In [1]:
%env CUDA_VISIBLE_DEVICES=0 # limit GPU usage, if any to this GPU
In [2]:
import numpy as np
from classifier import common
import os
labels = common.fetch_samples()
from sklearn.model_selection import train_test_split
np.random.seed(123)
y_train, y_test, sha256_train, sha256_test = train_test_split(
list(labels.values()), list(labels.keys()), test_size=1000)
Clearly, my model needs a heavy dose of special fanciness. We'll turn to ResNet architecture! This builds on the end-to-end model in the previous notebook, but stacks things higher and deeper, thanks to our hand-crafted residual cell.
This model may require a hefty GPU. I ran it successfully on a single TITAN X (Pascal). If yours doesn't work, try enabling the lite=True
options in create_model.
You can find code that defines the MalwaResNet model architecture at classifier/malwaresnet.py.
In [3]:
# for this demo, will slurp in only the first 256K (2**18) bytes of the file
max_file_length = int(2**18)
file_chunks = 16 # break file into this many chunks
file_chunk_size = max_file_length // file_chunks
batch_size = 4
In [ ]:
# That this is very long running cell, and
# it may appear that the output is truncated before training completes
# let's train this puppy
from classifier import malwaresnet
import math
from keras.callbacks import LearningRateScheduler, EarlyStopping, ModelCheckpoint
# create_model(input_shape, byte_embedding_size=2, lite=False)
model_malwaresnet = malwaresnet.create_model(input_shape=(file_chunks, file_chunk_size), byte_embedding_size=2)

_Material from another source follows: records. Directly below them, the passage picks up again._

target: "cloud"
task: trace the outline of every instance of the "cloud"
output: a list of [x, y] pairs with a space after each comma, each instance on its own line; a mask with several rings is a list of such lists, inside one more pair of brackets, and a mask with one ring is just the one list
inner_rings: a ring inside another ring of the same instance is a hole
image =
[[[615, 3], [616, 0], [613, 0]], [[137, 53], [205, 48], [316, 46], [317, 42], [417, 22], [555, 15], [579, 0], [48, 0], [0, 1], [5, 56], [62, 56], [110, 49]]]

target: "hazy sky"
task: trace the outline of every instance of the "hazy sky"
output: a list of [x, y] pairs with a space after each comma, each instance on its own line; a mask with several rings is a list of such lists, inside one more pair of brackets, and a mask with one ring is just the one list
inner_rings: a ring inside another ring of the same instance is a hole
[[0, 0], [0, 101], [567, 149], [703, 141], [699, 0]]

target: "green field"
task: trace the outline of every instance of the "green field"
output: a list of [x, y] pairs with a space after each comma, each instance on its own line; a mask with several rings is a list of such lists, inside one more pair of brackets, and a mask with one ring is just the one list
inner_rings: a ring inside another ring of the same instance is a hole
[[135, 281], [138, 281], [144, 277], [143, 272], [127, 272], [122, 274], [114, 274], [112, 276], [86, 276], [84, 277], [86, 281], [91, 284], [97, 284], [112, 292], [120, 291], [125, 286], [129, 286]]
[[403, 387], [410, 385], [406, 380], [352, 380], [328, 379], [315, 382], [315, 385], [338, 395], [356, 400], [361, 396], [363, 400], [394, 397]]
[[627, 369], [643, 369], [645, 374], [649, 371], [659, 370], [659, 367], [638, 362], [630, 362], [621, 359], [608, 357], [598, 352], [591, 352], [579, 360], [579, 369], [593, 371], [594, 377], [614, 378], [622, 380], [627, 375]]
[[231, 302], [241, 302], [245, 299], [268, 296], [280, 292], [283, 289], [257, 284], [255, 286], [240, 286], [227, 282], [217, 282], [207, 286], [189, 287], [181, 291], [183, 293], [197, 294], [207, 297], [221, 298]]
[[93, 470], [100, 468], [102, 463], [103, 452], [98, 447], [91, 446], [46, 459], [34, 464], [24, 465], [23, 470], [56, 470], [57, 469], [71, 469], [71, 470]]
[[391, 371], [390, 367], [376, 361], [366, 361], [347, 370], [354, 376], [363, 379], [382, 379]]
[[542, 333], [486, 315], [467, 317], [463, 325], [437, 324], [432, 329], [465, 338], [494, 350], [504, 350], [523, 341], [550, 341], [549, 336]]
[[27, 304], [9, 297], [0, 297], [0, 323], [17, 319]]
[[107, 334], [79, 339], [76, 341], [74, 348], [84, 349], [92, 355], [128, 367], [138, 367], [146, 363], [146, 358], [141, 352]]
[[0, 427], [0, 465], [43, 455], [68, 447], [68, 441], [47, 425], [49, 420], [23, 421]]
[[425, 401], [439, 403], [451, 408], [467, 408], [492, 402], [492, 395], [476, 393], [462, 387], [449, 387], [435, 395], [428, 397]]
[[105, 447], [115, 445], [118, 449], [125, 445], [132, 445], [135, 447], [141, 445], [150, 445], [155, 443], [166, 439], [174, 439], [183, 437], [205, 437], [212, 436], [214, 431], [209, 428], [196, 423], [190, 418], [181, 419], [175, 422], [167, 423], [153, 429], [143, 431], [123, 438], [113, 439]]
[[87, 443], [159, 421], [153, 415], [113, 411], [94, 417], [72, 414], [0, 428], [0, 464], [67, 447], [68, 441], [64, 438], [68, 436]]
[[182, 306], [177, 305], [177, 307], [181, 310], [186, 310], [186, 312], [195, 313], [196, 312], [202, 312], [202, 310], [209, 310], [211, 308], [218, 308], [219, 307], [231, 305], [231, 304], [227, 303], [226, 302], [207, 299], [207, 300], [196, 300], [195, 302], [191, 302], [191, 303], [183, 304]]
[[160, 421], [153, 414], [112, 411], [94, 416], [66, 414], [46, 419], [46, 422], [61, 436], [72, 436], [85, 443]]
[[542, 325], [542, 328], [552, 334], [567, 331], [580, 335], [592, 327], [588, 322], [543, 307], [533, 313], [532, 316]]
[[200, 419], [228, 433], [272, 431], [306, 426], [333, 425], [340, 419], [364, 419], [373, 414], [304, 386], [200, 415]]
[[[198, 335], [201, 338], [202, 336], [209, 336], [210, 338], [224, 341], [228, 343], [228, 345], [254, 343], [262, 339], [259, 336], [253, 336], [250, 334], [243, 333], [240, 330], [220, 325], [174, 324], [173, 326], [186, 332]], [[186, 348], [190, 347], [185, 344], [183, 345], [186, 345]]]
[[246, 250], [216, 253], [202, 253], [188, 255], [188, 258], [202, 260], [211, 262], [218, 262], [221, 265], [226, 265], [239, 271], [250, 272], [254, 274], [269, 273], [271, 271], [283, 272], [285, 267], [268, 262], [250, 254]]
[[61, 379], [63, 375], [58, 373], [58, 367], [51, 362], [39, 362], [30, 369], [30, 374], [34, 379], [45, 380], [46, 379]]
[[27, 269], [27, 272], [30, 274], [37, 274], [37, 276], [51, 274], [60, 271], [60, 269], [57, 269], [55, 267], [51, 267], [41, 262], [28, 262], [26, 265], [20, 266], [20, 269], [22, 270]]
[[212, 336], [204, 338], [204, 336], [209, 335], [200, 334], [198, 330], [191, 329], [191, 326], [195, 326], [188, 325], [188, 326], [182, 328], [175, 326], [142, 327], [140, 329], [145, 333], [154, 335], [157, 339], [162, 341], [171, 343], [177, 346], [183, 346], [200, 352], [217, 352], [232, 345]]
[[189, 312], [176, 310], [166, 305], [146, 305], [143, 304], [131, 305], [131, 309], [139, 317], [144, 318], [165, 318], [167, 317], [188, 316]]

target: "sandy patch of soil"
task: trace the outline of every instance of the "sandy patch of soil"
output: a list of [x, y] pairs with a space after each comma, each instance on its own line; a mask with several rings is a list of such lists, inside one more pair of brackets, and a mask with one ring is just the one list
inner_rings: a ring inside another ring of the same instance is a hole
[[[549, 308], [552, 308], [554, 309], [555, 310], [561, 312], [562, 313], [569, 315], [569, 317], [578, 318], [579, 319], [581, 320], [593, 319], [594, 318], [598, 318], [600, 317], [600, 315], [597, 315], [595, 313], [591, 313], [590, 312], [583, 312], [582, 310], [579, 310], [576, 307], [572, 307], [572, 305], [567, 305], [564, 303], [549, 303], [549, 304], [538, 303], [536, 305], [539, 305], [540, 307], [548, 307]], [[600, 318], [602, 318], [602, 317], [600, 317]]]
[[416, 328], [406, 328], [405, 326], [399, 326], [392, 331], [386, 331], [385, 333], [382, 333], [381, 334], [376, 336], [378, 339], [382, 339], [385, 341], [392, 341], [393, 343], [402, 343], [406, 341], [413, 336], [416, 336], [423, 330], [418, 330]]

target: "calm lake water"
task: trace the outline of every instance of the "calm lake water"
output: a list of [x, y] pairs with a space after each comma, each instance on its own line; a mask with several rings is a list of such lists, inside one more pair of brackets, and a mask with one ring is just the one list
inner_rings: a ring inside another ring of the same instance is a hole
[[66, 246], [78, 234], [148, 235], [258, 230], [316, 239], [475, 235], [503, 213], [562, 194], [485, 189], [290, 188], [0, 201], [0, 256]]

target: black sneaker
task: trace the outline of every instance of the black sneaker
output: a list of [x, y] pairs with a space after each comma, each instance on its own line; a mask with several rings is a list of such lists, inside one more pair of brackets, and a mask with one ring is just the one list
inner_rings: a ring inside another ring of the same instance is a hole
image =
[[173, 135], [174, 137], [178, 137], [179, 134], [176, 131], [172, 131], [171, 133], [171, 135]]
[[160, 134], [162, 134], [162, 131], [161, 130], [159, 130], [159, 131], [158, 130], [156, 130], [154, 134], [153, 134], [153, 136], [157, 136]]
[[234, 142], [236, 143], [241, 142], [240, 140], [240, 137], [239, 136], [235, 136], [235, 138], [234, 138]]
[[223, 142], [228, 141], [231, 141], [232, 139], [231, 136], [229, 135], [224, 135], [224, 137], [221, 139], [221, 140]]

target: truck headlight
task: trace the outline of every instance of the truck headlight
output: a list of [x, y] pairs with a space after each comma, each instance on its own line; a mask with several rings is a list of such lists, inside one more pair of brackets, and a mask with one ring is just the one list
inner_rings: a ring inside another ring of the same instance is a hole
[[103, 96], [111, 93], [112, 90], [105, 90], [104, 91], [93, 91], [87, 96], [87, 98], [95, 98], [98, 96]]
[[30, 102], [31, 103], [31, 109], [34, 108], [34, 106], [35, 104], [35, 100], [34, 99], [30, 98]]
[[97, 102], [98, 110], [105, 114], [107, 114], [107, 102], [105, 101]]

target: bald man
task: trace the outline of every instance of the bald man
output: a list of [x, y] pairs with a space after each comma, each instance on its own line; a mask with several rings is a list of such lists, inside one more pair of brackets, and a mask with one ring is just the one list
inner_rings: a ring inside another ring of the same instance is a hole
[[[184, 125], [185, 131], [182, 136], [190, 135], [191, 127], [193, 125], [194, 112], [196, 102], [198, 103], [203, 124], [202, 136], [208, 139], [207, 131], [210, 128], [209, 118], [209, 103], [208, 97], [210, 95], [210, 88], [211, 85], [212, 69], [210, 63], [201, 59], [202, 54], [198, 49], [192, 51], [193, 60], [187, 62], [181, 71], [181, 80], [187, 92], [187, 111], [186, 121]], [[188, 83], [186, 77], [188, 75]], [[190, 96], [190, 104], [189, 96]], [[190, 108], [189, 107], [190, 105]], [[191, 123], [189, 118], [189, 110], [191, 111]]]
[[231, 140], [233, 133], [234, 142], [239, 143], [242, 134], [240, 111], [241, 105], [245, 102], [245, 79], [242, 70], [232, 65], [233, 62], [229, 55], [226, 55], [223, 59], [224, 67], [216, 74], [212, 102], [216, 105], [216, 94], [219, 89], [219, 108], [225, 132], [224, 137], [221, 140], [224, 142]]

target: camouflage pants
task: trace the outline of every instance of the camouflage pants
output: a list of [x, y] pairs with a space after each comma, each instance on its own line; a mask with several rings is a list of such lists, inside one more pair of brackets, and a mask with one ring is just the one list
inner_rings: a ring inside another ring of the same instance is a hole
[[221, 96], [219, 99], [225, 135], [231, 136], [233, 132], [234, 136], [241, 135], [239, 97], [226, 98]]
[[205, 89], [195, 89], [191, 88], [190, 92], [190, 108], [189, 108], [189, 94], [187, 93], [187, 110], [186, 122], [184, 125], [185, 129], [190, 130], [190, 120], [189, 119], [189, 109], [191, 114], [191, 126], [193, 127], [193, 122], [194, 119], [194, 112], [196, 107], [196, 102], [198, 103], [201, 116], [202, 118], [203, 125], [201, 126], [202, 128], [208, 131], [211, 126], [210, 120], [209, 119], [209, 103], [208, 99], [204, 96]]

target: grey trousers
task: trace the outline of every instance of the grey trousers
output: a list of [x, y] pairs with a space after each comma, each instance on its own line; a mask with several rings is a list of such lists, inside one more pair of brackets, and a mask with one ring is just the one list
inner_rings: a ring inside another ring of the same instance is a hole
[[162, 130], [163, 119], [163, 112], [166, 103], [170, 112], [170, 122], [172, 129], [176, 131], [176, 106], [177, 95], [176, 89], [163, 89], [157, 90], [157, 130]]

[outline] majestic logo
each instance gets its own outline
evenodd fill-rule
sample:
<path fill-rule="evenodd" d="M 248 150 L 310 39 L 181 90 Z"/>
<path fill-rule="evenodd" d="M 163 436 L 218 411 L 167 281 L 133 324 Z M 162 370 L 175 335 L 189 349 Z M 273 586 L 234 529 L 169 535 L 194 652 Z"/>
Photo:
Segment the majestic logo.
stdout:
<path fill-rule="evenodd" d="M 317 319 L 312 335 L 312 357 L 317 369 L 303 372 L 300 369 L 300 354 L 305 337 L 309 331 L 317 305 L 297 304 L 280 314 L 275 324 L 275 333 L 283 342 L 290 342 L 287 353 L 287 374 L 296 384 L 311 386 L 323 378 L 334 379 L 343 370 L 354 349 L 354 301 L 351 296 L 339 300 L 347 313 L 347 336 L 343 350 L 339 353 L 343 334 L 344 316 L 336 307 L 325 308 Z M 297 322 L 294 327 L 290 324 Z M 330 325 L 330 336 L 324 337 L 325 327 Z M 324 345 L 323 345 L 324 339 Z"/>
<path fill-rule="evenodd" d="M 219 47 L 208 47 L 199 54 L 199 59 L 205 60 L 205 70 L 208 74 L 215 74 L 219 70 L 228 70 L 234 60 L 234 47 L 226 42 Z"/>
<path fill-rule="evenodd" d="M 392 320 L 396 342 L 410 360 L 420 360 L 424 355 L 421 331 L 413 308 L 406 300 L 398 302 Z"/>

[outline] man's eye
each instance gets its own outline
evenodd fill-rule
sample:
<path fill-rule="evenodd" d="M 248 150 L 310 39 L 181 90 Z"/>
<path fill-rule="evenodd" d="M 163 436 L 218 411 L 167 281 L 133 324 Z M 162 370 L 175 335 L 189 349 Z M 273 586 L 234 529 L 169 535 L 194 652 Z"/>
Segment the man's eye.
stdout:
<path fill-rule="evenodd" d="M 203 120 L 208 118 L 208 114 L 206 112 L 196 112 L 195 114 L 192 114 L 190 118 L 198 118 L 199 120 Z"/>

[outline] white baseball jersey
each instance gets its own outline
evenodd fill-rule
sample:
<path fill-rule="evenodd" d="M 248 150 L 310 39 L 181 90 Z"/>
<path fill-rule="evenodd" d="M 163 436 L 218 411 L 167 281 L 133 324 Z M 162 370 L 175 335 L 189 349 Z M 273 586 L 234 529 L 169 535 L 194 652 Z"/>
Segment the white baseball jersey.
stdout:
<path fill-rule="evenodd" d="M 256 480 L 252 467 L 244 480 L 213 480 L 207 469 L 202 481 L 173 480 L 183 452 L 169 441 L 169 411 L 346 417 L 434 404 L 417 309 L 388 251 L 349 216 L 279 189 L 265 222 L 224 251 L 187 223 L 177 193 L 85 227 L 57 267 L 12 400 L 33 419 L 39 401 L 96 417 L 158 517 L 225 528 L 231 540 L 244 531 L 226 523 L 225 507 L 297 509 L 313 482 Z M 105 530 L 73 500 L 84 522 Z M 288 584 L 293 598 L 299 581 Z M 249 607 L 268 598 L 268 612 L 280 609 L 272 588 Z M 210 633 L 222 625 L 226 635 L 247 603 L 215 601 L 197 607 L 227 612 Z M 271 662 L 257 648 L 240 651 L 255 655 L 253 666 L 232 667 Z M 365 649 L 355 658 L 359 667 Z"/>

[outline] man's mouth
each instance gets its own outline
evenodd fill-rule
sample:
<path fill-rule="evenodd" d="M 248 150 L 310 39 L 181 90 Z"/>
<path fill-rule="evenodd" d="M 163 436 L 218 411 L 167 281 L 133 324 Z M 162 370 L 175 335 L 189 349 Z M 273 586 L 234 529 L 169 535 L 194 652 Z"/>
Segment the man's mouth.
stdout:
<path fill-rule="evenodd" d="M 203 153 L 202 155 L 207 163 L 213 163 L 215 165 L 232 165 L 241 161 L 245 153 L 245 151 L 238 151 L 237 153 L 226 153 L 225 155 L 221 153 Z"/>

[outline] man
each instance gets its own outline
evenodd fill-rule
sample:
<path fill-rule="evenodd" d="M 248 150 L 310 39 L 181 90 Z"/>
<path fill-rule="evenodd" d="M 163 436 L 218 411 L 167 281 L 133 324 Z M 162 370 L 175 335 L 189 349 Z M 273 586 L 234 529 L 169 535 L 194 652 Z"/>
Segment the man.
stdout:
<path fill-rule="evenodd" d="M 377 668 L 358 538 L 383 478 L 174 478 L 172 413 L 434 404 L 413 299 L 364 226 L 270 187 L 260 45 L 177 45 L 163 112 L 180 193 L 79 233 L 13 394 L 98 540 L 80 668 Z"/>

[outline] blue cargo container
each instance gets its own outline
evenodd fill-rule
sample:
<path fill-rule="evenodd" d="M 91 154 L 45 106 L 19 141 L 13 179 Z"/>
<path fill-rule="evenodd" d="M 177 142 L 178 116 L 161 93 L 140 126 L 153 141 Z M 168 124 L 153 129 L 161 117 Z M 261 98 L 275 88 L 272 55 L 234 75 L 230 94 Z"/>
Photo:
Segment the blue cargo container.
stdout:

train_generator = common.generator(list(zip(sha256_train, y_train)), batch_size, file_chunks, file_chunk_size)
test_generator = common.generator(list(zip(sha256_test, y_test)), 1, file_chunks, file_chunk_size)
training_history = model_malwaresnet.fit_generator(train_generator,
steps_per_epoch=math.ceil(len(sha256_train) / batch_size),
epochs=20,
callbacks=[
EarlyStopping( patience=1 ),
ModelCheckpoint( 'malwaresnet.h5', save_best_only=True),
LearningRateScheduler(lambda epoch: common.schedule(epoch, start=0.1, decay=0.5, every=1))],
validation_data=test_generator,
validation_steps=len(sha256_test))
Okay, no more snarkiness about impatient millenials from me. Each epoch is taking 31000 s = 517 min = 8hrs 36 minutes. But, we're going to remain optimistic that this is going to be awesome. With a name like MalwaResNet, how could it not be?
In [4]:
from keras.models import load_model
# we'll load the "best" model (in this case, the penultimate model) that was saved
# by our ModelCheckPoint callback
model_malwaresnet = load_model('malwaresnet.h5')
# we could load the "best" model, but in this case, the "best" model is the penultimate, and not much better
# than the model we have in hand
y_pred = []
for sha256, lab in zip(sha256_test, y_test):
y_pred.append(
model_malwaresnet.predict_on_batch(
np.asarray([common.get_file_data(sha256, lab, max_file_length)]).reshape(
(-1, file_chunks, file_chunk_size))
)
)
common.summarize_performance(np.asarray(y_pred).flatten(), y_test, "End-to-end convnet")
Out[4]:
(┛◉Д◉)┛彡┻━┻
For real, though. Even if MalwaResNet were a killer architecture for malware, it'd need to be trained on a lot more than a paltry 100K malicious/benign samples, and the optimization and architecture would need some revamping (for example, ResNet is trained over hundreds of epochs...on metric ton of relatively small images). But as it is, this special model isn't really even close in performance to our not special multilayer perceptron. (It's probable that if I let this train for another few weeks, we'd see some modest improvements...but not seeing it get near 0.99+ AUC.)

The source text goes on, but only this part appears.